La fotografia ci restituisce la realtà? La post produzione altera la realtà? A queste domande risponde il prof. Enrico Maddalena del Dipartimento Didattica della FIAF.

♦ Di Enrico Maddalena ♦

È molto diffusa l’ingenua illusione di credere che la fotografia ci restituisca la realtà: “Ciò che vede la fotocamera è la realtà oggettiva, perché una macchina non sa mentire”. Da qui l’avversione di molti verso la post produzione. “Ma poi quella non è più la realtà – direbbe qualcuno – Il fotografo l’ha alterata”.

Ma lo sappiamo cos’è la realtà ? E possiamo vederla, conoscerla nella sua interezza?

Noi non vediamo le cose, ma la luce che colpisce solo la superficie delle cose e ci viene rimbalzata negli occhi. Quella luce è stata alterata, modificata dalle cose e queste modificazioni ci danno delle informazioni assai limitate, superficiali sulle cose. Siamo ciechi a molte altre informazioni che altri esseri viventi riescono a percepire, come l’infrarosso, l’ultravioletto e le altre frequenze dello spettro elettromagnetico.

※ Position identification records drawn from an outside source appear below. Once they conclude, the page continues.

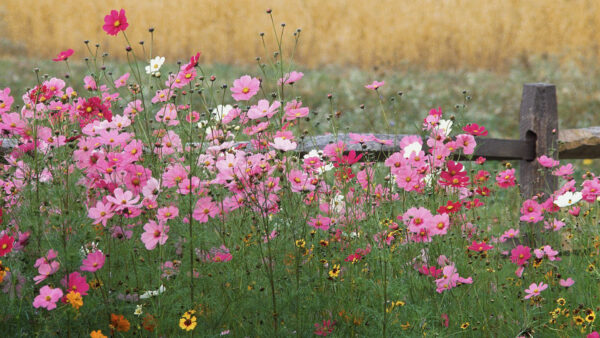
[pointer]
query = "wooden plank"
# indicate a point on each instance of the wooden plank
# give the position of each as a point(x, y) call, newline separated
point(538, 123)
point(579, 143)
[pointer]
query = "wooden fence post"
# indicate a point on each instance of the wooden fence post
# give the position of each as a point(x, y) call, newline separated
point(538, 124)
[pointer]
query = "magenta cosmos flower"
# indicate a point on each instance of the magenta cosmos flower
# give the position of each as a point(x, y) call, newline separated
point(47, 298)
point(204, 209)
point(535, 289)
point(245, 88)
point(520, 255)
point(375, 85)
point(115, 22)
point(93, 262)
point(63, 56)
point(155, 234)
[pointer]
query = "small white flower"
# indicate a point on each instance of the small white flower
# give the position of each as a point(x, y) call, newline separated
point(138, 310)
point(414, 147)
point(568, 198)
point(221, 111)
point(202, 124)
point(155, 65)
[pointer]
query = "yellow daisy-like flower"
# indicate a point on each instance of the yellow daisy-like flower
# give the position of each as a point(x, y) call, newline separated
point(74, 298)
point(188, 321)
point(590, 317)
point(335, 272)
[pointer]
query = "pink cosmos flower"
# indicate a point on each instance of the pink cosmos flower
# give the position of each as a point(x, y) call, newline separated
point(564, 171)
point(154, 234)
point(262, 109)
point(101, 213)
point(290, 78)
point(520, 255)
point(320, 222)
point(5, 100)
point(115, 22)
point(294, 110)
point(205, 208)
point(554, 225)
point(123, 199)
point(475, 129)
point(89, 83)
point(361, 138)
point(283, 144)
point(47, 298)
point(93, 262)
point(120, 82)
point(535, 289)
point(466, 142)
point(547, 162)
point(245, 88)
point(508, 234)
point(6, 244)
point(76, 282)
point(506, 178)
point(63, 56)
point(375, 85)
point(46, 266)
point(566, 282)
point(480, 247)
point(167, 213)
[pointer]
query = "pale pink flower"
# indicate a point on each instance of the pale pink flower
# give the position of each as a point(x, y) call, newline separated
point(535, 289)
point(290, 78)
point(93, 262)
point(547, 162)
point(154, 234)
point(245, 88)
point(205, 208)
point(123, 199)
point(101, 213)
point(121, 81)
point(47, 298)
point(566, 282)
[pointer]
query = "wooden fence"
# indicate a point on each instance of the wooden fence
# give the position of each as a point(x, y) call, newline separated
point(539, 135)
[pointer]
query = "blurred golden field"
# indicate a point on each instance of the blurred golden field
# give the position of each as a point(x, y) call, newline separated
point(434, 34)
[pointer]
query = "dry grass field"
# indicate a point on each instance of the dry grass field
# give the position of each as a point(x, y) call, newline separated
point(434, 34)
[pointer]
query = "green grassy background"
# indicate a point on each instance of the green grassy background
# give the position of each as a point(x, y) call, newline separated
point(495, 97)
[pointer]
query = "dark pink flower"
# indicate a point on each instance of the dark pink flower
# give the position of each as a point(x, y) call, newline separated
point(64, 55)
point(115, 22)
point(93, 262)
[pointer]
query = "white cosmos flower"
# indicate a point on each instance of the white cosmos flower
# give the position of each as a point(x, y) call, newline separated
point(155, 65)
point(568, 198)
point(414, 147)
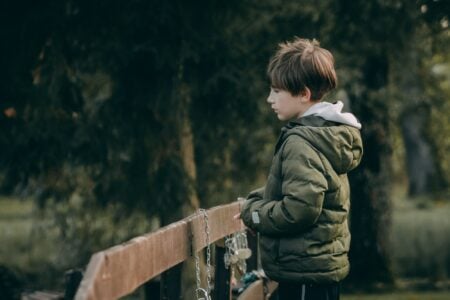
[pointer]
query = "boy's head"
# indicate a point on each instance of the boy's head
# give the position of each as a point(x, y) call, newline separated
point(302, 64)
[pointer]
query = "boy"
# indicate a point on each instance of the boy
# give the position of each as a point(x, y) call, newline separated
point(301, 213)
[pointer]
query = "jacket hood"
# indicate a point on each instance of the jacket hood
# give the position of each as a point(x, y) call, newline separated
point(340, 142)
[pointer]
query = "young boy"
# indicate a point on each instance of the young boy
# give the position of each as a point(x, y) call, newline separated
point(301, 213)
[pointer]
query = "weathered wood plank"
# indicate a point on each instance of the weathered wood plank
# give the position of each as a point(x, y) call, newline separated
point(119, 270)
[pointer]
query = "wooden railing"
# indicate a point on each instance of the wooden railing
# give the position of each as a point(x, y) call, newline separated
point(120, 270)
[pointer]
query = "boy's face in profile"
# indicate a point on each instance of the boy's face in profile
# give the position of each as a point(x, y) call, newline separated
point(286, 106)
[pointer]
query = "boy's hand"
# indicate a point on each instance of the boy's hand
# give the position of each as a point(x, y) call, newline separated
point(238, 216)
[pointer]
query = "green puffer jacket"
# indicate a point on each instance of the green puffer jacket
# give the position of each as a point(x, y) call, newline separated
point(301, 213)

La realtà è poi fatta di mille altre informazioni che percepiamo nel mondo reale ma che la fotografia, per sua natura, non può registrare, come i profumi, gli odori, i suoni, il caldo e il freddo, il vento che ci accarezza la pelle o ci scompiglia i capelli.

E poi inquadrare è includere ma è allo stesso tempo escludere, mostrare e contemporaneamente nascondere.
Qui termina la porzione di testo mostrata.